Как известно, в генах содержится информация-инструкция для синтеза в организме молекул белков-ферментов. Значит, для того чтобы заставить клетку синтезировать новые, необычные для неё вещества, надо чтобы в ней синтезировались соответствующие наборы ферментов. А для этого необходимо или целенаправленно изменить находящиеся в ней гены, или ввести в неё новые гены, чуждые ей. Изменения генов в живых клетках — это мутации. Они происходят под действием, например, мутагенов — химических ядов или излучений. Но такие изменения нельзя контроли-ровать или направлять. Поэтому учёные сосредоточили усилия на попытках разработать методы введения в клетку новых, совершенно определённых генов, нужных человеку. Для этого, во-первых, необходимо было научиться получать желаемые гены.
Первоначально такие гены пытались просто выделить из подходящих клеток, но потом оказалось, что, зная их строение, проще получать их синтетически, с помощью отработанных биохимических методик. Во-вторых, необходимо было разработать методику введения гена в клетку. Причём нужно было научиться не просто вводить ген в цитоплазму, а встраивать его в собственную молекулу ДНК клетки, так, чтобы новая информация могла быть «прочитана» биосинтетическим аппаратом клетки, вырабатывающим белки, а также воспроизводящим гены при делении клетки. Осуществление этих двух этапов — получение гена и введение его в клетку — и составляет, собственно, основу той отрасли биотехнологии, которая получила название индустрии ДНК.
Разработать методику, как первого, так и второго этапов было невероятно трудно. Однако за очень короткий срок биохимики научились синтезировать гены. Сейчас процесс синтеза генов разработан очень хорошо и даже автоматизирован. Существуют специальные аппараты, снабжённые ЭВМ, в памяти которых заложены программы синтеза различных структурных генов. За день такой аппарат синтезирует необходимые отрезки ДНК длиной в 100—120 азотистых оснований (содержащих информацию для синтеза участка полипептидной цепи белка в 30-40 аминокислотных остатков).
Основные трудности были связаны с введением готового гена в наследственный аппарат клетки. Собственно, именно из-за этих трудностей ещё 15-20 лет назад затеи с модификацией генетического аппарата считали безнадёжным и даже фантастическим делом.
Необходимо было создать общий и воспроизводимый метод включения кусочков гена в полный генетический аппарат клетки. При этом новый фрагмент гена должен был быть помещён очень точно с соблюдением ряда условий, для того чтобы клетка действительно начала синтезировать новые ферменты. Надо было также обойти сопротивляемость клетки-хозяина: как правило, все изменения генетического аппарата воспринимаются клеткой как «ошибки информации» и исправляются специальными механизмами.

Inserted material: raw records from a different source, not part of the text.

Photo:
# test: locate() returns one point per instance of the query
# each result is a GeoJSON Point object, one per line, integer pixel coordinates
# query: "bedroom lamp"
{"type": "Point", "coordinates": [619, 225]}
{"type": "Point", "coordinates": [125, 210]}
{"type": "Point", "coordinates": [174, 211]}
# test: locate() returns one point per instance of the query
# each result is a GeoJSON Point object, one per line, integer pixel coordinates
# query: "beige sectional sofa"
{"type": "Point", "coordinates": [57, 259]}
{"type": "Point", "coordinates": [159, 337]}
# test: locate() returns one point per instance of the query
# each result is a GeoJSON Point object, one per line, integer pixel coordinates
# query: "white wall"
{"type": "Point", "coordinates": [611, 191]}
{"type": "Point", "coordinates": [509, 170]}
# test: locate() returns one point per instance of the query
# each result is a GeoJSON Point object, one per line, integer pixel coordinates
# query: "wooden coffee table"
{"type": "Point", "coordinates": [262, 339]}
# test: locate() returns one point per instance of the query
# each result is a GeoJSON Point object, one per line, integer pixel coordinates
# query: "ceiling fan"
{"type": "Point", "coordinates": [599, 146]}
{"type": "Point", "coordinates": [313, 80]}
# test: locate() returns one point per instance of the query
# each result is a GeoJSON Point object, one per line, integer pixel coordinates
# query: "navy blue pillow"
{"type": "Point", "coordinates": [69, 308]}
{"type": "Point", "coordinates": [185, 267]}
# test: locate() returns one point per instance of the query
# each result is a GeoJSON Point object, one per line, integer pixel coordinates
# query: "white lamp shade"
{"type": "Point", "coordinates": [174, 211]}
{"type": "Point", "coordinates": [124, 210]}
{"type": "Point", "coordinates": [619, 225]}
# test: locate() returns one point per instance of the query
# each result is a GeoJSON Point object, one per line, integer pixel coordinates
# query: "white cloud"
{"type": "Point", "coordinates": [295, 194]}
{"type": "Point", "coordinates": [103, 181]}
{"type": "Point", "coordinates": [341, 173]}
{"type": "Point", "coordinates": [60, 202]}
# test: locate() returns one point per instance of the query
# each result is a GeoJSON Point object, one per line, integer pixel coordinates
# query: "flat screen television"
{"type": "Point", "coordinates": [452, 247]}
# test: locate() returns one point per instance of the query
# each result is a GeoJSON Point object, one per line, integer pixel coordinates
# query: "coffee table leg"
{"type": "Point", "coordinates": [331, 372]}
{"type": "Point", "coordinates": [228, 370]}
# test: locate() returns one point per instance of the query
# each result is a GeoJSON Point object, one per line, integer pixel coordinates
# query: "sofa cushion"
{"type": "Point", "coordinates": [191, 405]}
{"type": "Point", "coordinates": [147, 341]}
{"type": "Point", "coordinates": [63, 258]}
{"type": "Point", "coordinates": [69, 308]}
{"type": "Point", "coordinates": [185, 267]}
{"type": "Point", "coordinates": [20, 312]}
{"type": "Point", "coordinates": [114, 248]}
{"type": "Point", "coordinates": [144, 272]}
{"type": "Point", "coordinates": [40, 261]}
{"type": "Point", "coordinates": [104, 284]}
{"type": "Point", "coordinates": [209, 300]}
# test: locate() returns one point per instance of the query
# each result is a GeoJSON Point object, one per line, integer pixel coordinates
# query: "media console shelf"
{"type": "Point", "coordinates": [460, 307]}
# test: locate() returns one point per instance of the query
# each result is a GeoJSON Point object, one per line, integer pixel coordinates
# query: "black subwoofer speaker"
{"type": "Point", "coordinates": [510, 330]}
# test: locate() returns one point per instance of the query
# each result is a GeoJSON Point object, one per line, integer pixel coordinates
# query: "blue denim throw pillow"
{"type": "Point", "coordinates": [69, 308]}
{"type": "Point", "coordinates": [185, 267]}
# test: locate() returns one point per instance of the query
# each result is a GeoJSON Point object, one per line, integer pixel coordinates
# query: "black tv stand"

Однако в природе наблюдаются случаи, когда чужеродная ДНК (вируса или бактериофага) включается в генетический аппарат клетки и с помощью её обменных механизмов начинает синтезировать «свой» белок. Учёные исследовали особенности внедрения чужеродной ДНК и использовали как принцип введения генетического материала в клетку.
Совершенно ясно, что главное при разработке правил и законов, регулирующих применение генных технологий,— это создать рациональные концепции оценки риска. Действительно, как оценить риск того, чего еще никогда не случалось?